Korea’s new government announced in January that it would be eliminating the English section in the College Scholastic Aptitude Test in 2013, and would instead be conducting a new TOEFL-style English proficiency test four times a year. The committee expects the English immersion programs to help relieve parents of the financial burden related to private English classes – estimated at US$15.8 billion a year.
The presidential transition committee announced in January that it plans to hire 23,000 “Teaching English in English” (TEE) teachers between 2009 and 2013 by using 1.7 trillion won from state coffers. The goal is to secure a sufficient number of capable teachers to lead English classes in English. However, there was significant debate about being able to recruit enough suitably qualified candidates who also have sufficient teaching skills.
– Korea Herald [51]
January 25, 2008
Law School Reforms Face Widespread Opposition, Cause Minister’s Resignation
The Korean government is seeking to change the way in which students are selected to law programs and to set quotas on enrollments: moves that are being fiercely challenged by many universities. The controversy forced the resignation of Education Minister Kim Shin-Il in early February, and has also resulted in a class action law suit being filed by 15 law colleges demanding that the Legal Education Committee increase the annual law school student quota to 3,000 from 2,000 and give a chance to more universities while urging that the committee disclose details of selection criteria.
The Education Ministry [52] in February published a provisional list of 25 universities chosen to run new U.S.-style, three-year graduate law programs from next year, accompanied by a quota for each institution. Forty-one schools applied to obtain law school licenses. Universities included on the list have also questioned the fairness of the quotas, complaining that the numbers are so small that running the program will be a loss-making proposition.
Final approval will be given in September after further review, officials said. Seoul National University [53] will be granted a quota of 150 students, and the other 24 universities will be given anywhere from 40 to 120 students, ministry officials explained. Korea University [54] professors have proposed canceling the school’s plans for a graduate law school, as they believe the government-set quota of 120 students is not enough. The university is considering maintaining its undergraduate college of law instead, which admits 250 students per year.
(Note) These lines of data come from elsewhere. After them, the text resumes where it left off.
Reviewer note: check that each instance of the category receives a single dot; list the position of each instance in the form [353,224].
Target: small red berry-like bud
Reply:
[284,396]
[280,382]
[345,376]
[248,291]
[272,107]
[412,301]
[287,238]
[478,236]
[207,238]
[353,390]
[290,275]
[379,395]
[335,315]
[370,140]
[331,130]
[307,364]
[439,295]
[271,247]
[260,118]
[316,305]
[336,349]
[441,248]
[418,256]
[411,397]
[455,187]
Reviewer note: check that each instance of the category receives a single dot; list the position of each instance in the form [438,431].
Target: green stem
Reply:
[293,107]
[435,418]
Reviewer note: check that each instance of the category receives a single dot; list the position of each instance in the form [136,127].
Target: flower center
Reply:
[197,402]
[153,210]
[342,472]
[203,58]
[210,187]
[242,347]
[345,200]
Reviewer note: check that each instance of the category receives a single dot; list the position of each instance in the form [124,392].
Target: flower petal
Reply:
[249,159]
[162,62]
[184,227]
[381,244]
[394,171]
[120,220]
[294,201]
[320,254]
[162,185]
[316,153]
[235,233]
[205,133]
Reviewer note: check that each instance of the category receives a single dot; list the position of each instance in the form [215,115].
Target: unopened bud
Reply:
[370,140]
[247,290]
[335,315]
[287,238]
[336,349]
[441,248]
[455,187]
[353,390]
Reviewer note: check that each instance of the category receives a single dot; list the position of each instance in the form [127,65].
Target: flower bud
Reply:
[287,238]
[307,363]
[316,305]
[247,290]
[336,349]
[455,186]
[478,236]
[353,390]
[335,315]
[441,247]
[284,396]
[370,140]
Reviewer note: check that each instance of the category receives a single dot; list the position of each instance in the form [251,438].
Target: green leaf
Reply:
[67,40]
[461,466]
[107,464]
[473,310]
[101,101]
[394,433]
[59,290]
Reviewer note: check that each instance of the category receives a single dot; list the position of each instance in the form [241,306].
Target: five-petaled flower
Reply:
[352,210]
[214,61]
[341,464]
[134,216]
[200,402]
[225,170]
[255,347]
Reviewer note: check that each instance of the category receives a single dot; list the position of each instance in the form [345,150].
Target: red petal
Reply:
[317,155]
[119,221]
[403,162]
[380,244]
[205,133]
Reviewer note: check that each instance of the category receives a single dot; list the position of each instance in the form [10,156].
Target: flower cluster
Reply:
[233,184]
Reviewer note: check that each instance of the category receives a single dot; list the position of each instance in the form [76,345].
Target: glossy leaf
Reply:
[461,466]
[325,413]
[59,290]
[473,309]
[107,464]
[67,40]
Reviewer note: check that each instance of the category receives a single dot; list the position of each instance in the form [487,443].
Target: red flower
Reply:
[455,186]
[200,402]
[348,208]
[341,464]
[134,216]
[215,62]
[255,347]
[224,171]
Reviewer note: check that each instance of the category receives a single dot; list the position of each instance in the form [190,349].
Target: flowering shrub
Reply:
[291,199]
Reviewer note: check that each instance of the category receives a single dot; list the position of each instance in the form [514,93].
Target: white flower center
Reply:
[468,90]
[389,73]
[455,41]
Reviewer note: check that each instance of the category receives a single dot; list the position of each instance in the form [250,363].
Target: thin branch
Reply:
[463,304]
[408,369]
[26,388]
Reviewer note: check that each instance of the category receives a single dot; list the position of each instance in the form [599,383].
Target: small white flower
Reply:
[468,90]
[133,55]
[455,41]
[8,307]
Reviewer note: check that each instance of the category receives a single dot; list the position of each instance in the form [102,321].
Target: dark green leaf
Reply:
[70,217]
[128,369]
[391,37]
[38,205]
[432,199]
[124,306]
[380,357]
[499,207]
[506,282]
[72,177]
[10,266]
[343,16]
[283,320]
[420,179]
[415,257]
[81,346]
Universities not chosen will likely suffer a significant drop in their rankings as well as financial losses from investments in new buildings and professors. A new graduate law school system is being created to meet the rising demand for lawyers ahead of the opening of Korea’s legal market. The 25 Korean law schools will emulate the US system that requires three years study after completing an undergraduate degree. The national entrance exam for law schools, the Legal Education Eligibility Test, is scheduled for August.
– Korea Herald [51]
January 31. 2008
Vietnam
Government to Train Legal Professionals Abroad
The Ministry of Justice is planning to send 100 Vietnamese legal professionals to educational institutions abroad for training to help smooth the country’s integration into the globalized economy. Selected lawyers will be sent to prestigious international law firms and agencies in the United Kingdom, the United States and Australia within the next 21 to 27 months.